Para Rui Spranger, este é o tempo de “questionar toda e qualquer informação que recebemos e tudo fazermos para não cair nas fake news e nos histerismos. Depois, respeitando ao máximo a saúde pública, levarmos a vida o mais naturalmente possível e continuar a avançar com projetos. Espero que os músicos façam concertos a partir de casa, os pintores partilhem os trabalhos, etc. No fundo que continuemos todos ligados.”.
E hoje assim acontecerá, de novo, pois, ao longo da sua história de 32 anos, as noites do Penguim só não ocorreram por cinco vezes.
Pinguim: uma história com 32 anos
Onde antes as mãos andavam à toa à procura de um poema, hoje chega-se à poesia pelos dedos, via telemóvel ou tablet, pesquisando on line e on time todas as palavras que o momento pede.

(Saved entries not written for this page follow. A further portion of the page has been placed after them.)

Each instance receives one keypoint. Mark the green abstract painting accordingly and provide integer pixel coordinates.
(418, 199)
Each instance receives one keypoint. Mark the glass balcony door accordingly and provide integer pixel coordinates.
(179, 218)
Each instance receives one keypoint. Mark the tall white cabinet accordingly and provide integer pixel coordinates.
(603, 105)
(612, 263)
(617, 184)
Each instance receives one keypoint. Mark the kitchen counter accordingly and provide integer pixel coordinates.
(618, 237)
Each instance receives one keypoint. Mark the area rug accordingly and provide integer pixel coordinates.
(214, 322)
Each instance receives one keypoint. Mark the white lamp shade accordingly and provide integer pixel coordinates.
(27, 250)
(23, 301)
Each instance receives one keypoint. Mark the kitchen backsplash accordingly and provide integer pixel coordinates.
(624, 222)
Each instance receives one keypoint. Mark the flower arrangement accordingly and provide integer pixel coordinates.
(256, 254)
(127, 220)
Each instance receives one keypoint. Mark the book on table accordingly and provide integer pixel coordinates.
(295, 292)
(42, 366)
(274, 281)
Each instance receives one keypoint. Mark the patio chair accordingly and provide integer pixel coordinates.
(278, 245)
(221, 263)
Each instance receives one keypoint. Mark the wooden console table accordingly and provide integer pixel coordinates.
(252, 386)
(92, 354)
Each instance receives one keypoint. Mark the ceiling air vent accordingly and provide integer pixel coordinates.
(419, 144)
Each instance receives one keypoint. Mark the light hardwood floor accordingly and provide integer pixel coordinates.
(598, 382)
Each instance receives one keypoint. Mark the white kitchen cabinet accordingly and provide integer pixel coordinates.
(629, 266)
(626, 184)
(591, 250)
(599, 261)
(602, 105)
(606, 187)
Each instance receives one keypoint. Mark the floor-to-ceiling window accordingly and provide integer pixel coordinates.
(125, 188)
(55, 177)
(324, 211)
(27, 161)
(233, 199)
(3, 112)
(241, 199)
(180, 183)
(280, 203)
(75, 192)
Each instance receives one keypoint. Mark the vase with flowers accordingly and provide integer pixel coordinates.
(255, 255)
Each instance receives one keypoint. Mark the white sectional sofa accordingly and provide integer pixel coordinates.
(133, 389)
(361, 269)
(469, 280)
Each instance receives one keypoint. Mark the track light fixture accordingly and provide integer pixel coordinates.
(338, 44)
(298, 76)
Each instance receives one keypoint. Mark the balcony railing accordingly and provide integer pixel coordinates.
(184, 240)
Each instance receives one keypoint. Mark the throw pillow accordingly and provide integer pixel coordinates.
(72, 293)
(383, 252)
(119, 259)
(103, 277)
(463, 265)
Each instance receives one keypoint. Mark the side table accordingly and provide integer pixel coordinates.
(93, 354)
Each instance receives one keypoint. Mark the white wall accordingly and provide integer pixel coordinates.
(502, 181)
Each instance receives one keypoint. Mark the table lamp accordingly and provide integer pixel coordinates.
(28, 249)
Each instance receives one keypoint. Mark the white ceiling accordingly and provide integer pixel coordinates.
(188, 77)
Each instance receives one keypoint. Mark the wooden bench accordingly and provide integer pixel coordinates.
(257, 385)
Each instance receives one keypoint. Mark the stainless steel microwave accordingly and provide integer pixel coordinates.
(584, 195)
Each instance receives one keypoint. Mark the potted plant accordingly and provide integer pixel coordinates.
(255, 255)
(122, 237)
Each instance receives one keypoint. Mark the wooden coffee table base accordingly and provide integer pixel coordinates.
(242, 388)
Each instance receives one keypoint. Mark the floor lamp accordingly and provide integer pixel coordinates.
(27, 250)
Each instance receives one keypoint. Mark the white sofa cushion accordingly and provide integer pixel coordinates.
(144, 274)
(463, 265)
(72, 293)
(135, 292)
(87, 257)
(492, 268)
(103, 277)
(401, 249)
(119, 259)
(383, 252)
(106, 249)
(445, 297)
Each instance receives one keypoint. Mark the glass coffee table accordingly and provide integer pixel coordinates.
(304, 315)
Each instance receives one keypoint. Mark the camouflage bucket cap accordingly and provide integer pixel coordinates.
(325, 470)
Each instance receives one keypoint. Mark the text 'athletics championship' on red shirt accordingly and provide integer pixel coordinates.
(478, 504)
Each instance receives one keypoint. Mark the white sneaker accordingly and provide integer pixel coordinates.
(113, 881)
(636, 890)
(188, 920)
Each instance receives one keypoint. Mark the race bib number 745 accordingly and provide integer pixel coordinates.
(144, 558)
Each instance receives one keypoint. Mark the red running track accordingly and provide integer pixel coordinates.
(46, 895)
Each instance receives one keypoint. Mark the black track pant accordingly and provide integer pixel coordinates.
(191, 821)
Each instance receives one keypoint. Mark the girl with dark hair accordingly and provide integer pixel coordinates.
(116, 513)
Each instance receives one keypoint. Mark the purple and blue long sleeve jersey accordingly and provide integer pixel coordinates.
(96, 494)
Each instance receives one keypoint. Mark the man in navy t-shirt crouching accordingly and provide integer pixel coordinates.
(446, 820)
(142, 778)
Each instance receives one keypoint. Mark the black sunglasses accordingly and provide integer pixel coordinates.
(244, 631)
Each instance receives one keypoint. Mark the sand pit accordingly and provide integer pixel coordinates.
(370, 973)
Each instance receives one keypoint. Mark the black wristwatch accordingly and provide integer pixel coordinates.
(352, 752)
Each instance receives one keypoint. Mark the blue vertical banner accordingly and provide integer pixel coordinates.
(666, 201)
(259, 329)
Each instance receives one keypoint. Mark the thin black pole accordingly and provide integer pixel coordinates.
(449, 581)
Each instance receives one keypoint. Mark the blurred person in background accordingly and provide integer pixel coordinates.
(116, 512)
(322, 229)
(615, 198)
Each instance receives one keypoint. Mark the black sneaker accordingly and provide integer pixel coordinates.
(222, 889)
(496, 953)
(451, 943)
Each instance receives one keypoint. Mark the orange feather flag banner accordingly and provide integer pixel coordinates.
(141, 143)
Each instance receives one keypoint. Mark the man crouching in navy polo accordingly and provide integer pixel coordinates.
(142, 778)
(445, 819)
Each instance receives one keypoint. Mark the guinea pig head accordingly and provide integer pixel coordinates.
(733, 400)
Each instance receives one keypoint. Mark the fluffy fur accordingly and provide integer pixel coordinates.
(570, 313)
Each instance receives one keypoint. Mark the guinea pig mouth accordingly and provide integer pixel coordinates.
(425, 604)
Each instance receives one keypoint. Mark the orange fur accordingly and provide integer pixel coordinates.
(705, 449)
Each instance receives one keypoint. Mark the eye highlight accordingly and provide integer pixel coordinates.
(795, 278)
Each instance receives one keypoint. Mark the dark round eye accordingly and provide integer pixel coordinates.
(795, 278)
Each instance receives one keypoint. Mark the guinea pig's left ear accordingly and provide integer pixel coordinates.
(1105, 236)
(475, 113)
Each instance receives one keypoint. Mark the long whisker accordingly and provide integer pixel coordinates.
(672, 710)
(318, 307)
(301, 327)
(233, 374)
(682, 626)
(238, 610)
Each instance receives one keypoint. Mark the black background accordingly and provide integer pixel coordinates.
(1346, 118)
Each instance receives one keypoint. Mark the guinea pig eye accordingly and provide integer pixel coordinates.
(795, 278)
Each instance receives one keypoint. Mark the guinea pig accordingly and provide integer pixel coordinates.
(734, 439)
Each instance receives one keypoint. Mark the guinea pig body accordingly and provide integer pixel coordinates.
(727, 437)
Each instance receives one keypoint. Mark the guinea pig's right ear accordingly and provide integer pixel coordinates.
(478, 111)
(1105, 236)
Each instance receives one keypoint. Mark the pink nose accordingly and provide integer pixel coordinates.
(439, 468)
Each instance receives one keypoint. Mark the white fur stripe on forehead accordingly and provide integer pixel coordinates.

Na cave granítica do Pinguim Café ainda há, como outrora, livros enrugados, nem por isso vencidos da vida, espalhados pelas mesas, pelos balcões, ronronando atenções. Mas onde outrora se partilhavam páginas amarrotadas trazidas de casa para os esquecidos e desorganizados do costume, agora há versos a pirilampar nos ecrãs frágeis e imaculados da última geração, na penumbra das vozes. E esta segunda, 16, estreia-se a transmissão em direto nas redes sociais, pois não há coronavírus que corte a raiz ao pensamento.
Será uma clausura libertadora. Como tantas noites aconteceu, em formato tradicional.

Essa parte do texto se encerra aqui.